The phenomenon of adult children returning to their family homes, known as boomeranging, is increasing (Bouchard, 2013; Cherlin et al. 1997; White 1994; Clemens and Axelson 1985). Oftentimes, modern parents seem to be sympathetic to the return of their independent adult children. In other cases, the return of adult children reflects the condition of the labor market and the availability and prices of housing.
It is not common in the French model to go back to the parents. The economic and health crisis of the last few years and the increase of the phenomenon in France have as a consequence that parents accept the return even if it means new changes for them. At the time of departure, new habits are established and parents develop their personal identity more and with the return of their child they have to take up old roles again (Gaviria, 2020). In Poland the “boomeranging” phenomena is not well described yet. As Pustulka et al. stress, parents nowadays are offering their households as ‘feathered nests’ during extended transitions to adulthood.

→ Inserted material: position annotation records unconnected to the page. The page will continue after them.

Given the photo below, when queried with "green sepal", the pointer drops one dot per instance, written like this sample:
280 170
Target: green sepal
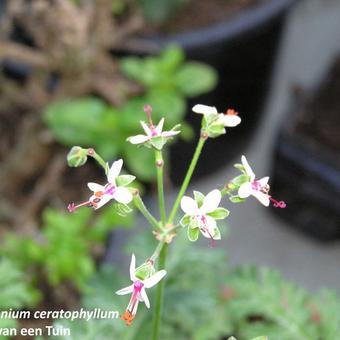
158 142
199 197
219 214
145 271
124 180
122 209
77 156
193 234
185 221
237 199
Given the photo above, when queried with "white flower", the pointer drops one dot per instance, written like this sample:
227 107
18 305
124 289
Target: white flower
257 188
137 290
229 119
151 132
104 193
200 214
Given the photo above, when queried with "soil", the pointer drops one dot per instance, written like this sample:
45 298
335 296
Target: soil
190 17
319 118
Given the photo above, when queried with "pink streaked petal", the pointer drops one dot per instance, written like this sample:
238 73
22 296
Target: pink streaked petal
189 206
211 201
262 197
133 267
245 190
103 200
146 128
114 171
170 133
145 298
263 181
159 127
247 168
231 120
154 279
95 187
204 109
122 195
124 291
139 139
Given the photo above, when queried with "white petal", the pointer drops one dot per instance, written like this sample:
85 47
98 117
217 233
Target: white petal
146 128
189 206
263 181
159 127
122 195
145 297
169 133
211 201
124 291
154 279
133 267
95 187
209 229
139 139
245 190
114 171
247 168
204 109
262 197
103 200
231 120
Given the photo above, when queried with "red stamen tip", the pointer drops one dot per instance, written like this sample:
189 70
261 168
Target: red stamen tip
71 207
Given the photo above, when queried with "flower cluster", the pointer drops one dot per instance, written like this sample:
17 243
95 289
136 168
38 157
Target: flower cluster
201 212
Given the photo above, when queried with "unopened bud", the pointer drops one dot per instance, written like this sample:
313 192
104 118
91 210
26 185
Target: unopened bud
77 156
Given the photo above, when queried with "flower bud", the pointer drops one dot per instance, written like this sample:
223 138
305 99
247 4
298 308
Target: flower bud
77 156
145 271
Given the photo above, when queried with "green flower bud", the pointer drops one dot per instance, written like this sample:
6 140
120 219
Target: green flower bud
145 271
77 156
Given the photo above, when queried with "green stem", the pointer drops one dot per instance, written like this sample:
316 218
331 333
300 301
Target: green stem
160 185
137 200
92 153
187 177
159 295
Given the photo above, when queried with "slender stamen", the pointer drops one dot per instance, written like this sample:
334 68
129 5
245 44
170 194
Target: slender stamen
72 207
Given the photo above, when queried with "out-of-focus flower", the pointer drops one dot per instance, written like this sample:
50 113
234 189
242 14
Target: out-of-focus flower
201 214
142 277
258 188
228 119
114 189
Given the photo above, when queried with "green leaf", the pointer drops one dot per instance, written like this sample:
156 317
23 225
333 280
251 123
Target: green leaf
193 234
196 78
185 220
219 214
237 199
141 161
199 198
124 180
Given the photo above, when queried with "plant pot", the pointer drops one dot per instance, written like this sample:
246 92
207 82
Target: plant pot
306 175
242 50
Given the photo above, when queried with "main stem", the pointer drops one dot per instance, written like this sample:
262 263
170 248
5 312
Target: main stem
187 177
163 247
156 322
159 165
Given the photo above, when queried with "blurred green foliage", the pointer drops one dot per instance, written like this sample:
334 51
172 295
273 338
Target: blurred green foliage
206 300
167 81
64 250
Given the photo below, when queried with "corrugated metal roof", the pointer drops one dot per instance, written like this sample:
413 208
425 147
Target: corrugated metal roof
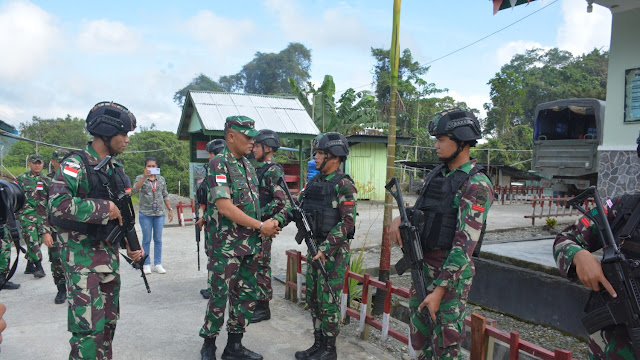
280 114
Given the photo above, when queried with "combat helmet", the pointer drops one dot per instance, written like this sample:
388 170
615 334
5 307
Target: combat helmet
216 146
458 124
109 119
269 138
334 143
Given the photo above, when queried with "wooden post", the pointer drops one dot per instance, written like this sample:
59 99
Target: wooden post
478 344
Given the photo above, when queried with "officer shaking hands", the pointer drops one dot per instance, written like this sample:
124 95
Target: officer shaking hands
233 203
450 214
81 206
329 202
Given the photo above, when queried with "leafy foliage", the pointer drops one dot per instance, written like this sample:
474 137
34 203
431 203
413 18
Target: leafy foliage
536 77
201 83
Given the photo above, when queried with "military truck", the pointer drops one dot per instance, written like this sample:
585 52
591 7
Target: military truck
565 143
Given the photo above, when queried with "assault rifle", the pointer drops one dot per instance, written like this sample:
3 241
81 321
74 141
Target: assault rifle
196 217
413 257
127 230
302 223
623 274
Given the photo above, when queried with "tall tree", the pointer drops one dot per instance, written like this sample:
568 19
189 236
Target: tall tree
539 76
201 83
269 73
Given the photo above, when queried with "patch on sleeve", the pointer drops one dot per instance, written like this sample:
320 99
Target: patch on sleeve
68 170
585 221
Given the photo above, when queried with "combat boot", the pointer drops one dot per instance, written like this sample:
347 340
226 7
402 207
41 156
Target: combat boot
39 271
235 351
328 352
30 268
208 351
262 312
8 285
205 293
61 296
317 345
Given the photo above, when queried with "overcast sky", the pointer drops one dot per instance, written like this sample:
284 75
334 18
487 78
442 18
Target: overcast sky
61 57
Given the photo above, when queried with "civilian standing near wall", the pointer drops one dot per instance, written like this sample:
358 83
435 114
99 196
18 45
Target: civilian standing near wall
450 212
152 188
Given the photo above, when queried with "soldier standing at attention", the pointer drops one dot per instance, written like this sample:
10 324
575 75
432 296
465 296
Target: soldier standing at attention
329 201
273 204
54 251
234 206
214 147
33 216
81 207
451 212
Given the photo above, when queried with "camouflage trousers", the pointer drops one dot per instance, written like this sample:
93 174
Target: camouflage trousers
56 262
93 312
29 225
265 292
5 255
232 278
612 343
325 312
448 332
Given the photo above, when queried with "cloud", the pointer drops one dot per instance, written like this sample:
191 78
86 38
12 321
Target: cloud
104 36
507 51
34 33
335 26
581 32
218 33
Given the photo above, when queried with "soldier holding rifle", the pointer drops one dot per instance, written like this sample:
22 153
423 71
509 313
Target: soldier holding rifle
449 214
81 206
572 251
234 205
329 203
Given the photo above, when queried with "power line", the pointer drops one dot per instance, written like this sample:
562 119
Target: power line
493 33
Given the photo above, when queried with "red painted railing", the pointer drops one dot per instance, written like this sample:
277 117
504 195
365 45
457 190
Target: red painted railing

The COVID-19 pandemic has affected many families. The restrictions which were introduced on movement along with the subsequent closing of borders stopped traffic throughout existing communication routes -young adults who had (recently) been living on their own – working, studying, creating intimate relationships returned and started living at family home again. The returns, and the motivations behind those caused by the COVID-19 pandemic, , are of a different nature than those described so far
The purpose of this chapter is to analyze the return of young people to their parents in Poland and France during the pandemic. This phenomenon has the particularity of having taken place at the same time in different countries and being motivated by simmilar factors : : economic, health, safety and relational. The aim is to examine the convergences of the return phenomenon in the two countries and describe relations in the time of sudden recohabitation and the narratives about different strategies to survive in the reconstructed « full nest ».